ミサイル発射に成功し喜ぶ金正恩だが、犠牲を強いている国内からの反発を恐れている 写真:「労働新聞」より

核実験や日本上空を通過するミサイルを発射するなど、北朝鮮の挑発行動はエスカレートするばかり。国際社会は制裁を強め、金正恩を対話に引きずり出そうとしているが応じないだろう。なぜなら、側近による暗殺を恐れているからだ。(元在韓国特命全権大使 武藤正敏)

北朝鮮の核ミサイル開発は
いよいよ最終局面

 北朝鮮は9月3日、6回目となる核実験を行った。その規模は、包括的核実験禁止条約機構(CTBTO)が公表する揺れの大きさを基準に計算するとマグニチュード6.1、破壊力は160キロトンで、広島原爆の10倍と推計されている。これを受けて北朝鮮は、「水爆実験が成功した」と発表。2016年に行った5回目の実験は11~12キロトンであったことから、その技術の急速な進歩が伺える。
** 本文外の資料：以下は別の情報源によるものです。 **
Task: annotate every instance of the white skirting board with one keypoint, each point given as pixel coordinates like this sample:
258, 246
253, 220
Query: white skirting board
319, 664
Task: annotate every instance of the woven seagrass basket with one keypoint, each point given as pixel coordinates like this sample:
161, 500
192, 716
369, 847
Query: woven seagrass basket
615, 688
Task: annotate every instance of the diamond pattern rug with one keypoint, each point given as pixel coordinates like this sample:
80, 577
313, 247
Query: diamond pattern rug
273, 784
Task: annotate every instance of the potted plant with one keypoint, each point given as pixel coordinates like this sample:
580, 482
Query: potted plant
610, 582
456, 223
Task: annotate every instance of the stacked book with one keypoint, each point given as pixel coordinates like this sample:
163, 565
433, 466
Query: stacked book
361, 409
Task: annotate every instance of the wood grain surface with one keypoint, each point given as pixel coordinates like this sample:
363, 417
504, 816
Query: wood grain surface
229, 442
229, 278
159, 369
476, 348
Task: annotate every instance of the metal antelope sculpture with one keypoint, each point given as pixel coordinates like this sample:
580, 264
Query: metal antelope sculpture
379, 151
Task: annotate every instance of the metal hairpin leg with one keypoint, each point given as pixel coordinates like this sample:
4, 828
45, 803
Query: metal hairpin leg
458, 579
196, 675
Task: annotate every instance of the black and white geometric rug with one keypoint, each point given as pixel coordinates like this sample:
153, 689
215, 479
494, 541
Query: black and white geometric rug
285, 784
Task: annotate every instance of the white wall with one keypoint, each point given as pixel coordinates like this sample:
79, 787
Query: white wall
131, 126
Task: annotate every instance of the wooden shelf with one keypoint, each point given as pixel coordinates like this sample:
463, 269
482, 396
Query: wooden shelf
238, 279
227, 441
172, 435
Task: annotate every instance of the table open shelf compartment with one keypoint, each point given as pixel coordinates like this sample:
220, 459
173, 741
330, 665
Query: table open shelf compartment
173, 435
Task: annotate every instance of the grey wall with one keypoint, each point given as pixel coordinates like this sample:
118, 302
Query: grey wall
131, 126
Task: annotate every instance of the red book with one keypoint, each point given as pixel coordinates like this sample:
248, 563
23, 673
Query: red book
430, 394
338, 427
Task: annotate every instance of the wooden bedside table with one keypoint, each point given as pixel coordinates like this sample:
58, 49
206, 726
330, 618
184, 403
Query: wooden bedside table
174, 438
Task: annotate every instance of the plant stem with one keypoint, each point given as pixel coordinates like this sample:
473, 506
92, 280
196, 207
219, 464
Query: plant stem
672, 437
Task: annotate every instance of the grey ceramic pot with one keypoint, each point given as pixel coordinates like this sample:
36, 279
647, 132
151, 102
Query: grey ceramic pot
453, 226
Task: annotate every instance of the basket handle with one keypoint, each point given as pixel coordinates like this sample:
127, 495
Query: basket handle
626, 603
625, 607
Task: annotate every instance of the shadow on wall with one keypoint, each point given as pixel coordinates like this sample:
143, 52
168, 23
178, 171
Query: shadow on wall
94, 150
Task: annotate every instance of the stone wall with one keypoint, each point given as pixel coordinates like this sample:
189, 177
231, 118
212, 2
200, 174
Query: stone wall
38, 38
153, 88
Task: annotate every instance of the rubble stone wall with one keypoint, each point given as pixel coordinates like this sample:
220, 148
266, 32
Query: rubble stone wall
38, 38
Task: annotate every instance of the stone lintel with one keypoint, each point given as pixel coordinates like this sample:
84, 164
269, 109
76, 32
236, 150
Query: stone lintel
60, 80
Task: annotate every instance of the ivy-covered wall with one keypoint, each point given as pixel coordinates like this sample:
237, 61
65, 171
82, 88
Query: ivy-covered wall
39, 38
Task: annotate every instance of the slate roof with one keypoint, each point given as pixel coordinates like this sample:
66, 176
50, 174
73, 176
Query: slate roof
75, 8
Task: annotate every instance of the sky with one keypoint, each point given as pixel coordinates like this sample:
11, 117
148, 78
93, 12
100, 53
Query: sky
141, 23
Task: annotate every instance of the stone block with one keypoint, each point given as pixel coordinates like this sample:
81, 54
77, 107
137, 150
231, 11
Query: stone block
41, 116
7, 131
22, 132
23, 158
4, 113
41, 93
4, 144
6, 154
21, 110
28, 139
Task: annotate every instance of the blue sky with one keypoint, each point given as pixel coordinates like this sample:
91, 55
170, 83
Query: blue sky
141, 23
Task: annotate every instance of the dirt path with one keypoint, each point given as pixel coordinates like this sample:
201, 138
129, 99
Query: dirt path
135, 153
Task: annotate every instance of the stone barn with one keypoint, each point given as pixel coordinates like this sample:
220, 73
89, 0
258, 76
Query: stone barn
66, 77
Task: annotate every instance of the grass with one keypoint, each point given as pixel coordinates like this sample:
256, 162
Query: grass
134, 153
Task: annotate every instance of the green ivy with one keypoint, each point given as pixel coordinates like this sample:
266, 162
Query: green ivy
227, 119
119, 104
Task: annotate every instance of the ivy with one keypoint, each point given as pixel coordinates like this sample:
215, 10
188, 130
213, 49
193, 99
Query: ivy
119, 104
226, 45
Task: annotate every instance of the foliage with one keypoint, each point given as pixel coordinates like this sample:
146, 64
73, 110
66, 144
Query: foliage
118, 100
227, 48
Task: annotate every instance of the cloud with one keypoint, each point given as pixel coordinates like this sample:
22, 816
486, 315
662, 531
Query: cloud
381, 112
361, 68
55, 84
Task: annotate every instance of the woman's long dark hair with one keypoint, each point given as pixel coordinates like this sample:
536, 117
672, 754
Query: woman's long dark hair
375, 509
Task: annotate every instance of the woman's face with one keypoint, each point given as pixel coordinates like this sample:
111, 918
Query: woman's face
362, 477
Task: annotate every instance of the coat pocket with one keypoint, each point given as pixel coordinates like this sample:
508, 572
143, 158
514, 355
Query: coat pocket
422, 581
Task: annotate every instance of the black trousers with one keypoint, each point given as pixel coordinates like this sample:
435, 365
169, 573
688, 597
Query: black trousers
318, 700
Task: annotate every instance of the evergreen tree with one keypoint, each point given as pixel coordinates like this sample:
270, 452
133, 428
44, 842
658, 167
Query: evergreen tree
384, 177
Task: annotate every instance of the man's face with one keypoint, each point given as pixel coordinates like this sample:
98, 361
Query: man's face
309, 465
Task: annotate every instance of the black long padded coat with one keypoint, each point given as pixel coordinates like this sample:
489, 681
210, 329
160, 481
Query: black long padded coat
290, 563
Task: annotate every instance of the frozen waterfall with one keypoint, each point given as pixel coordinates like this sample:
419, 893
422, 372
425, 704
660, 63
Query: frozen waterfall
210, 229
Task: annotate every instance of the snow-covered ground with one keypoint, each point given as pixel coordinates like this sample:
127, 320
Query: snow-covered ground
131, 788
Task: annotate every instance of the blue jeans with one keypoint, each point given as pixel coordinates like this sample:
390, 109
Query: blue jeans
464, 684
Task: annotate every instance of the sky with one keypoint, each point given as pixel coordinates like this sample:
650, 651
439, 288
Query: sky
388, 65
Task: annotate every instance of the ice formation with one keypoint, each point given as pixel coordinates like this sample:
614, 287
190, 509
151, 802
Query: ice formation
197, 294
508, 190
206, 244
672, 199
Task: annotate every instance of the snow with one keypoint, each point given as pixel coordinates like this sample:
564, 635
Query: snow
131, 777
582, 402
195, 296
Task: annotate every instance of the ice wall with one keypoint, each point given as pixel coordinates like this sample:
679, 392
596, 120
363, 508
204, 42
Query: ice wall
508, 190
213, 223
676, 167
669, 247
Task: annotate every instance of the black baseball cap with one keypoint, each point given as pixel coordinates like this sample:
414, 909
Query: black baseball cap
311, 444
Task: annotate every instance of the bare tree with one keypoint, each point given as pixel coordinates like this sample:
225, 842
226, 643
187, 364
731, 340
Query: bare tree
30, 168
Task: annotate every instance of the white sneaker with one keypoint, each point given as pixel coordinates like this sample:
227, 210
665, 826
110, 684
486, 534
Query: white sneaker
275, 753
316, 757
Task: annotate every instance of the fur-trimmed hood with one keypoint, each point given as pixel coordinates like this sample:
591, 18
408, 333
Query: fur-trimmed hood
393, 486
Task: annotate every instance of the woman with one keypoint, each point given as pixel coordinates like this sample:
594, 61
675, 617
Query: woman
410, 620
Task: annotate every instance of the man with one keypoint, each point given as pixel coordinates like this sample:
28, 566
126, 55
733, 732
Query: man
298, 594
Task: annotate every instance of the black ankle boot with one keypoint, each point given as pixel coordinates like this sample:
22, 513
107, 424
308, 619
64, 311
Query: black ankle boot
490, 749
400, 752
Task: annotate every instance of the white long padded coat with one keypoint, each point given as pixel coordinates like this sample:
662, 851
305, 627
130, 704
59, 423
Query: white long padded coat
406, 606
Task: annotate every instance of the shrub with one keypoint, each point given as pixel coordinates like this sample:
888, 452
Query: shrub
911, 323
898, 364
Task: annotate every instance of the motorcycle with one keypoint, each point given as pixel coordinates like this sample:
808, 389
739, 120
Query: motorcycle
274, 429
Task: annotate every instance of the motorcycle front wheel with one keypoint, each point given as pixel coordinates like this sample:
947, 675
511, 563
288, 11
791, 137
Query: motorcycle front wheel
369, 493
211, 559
 さらに、9月15日には、8月29日同様に中距離弾道ミサイル「火星12型」を発射、日本の襟裳岬の上空を飛行し、3700キロメートル飛んで太平洋上に着弾した。これは、グアムまでを十分射程に収める距離だ。それに先立って、7月4日と28日には「火星14型」と言われるICBMを、ロフテッド軌道で発射している。